As it turns out, it looks like Exchange 2010 servers are not paying
nice with this.

Those servers do not support TLS 1.2 and will downgrade to 1.0.
They will properly accept the 1.2 version in the premaster secret
during the initial handshake.
But when the client send a TLS 1.0 client hello during a
renegotiation, the handshake will fail if a TLS 1.0 version is used in
the premaster secret.
It will succeed if a TLS 1.2 version is used in the premaster secret
during the renegotiation.

On the other hand, using a TLS 1.2 version in the premaster secret,
while sending a TLS 1.0 client hello will break openssl and gnutls
servers.

It looks like this is worked around in OpenSSL (1.0.1) by sending a
TLS 1.2 client hello during the renegotiation, even if the server
indicated that they only supported 1.0.

Gnutls clients (3.0.8) will fail as explained above.


So two questions:
- Is gnutls doing the right thing and Exchange just buggy ?
- Is the OpenSSL workaround a sane thing to do ?

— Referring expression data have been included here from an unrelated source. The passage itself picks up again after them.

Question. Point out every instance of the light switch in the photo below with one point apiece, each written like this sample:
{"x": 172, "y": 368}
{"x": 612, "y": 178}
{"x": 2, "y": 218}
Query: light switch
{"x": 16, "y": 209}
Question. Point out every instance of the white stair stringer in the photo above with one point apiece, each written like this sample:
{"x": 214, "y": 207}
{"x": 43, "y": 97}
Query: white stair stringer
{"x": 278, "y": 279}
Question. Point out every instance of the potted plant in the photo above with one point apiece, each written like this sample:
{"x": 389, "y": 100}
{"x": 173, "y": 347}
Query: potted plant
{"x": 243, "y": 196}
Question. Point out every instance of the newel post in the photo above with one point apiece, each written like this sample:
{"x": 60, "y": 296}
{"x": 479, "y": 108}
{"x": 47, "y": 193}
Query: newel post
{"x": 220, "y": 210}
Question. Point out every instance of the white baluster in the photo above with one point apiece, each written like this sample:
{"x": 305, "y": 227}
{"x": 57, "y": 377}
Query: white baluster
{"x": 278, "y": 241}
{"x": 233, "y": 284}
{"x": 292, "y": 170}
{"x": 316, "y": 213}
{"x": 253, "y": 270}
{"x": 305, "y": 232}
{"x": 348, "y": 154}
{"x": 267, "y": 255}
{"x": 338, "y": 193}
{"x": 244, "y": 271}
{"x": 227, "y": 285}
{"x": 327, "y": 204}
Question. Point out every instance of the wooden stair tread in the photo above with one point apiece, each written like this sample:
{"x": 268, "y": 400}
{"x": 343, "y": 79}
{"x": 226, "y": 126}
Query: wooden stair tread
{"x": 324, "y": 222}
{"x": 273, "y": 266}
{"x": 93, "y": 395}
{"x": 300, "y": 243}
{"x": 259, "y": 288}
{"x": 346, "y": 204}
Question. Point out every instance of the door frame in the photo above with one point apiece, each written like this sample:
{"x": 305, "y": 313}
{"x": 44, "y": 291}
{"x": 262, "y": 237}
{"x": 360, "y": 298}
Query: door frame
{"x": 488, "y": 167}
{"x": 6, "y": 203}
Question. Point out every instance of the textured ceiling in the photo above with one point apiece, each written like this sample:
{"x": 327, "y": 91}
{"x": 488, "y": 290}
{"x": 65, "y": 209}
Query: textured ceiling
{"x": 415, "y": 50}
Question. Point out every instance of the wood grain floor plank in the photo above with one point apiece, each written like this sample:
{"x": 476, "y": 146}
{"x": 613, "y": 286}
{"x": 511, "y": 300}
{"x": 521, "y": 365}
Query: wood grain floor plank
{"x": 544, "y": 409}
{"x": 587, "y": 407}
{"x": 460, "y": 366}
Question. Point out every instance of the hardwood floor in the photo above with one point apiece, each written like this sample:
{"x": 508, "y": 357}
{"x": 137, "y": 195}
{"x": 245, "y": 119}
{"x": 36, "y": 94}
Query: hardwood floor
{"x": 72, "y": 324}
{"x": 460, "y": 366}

Relevant OpenSSL ChangeLog:

 Changes between 1.0.0h and 1.0.1  [14 Mar 2012]
[...]
  *) Some servers which support TLS 1.0 can choke if we initially indicate
     support for TLS 1.2 and later renegotiate using TLS 1.0 in the RSA
     encrypted premaster secret. As a workaround use the maximum pemitted
     client version in client hello, this should keep such servers happy
     and still work with previous versions of OpenSSL.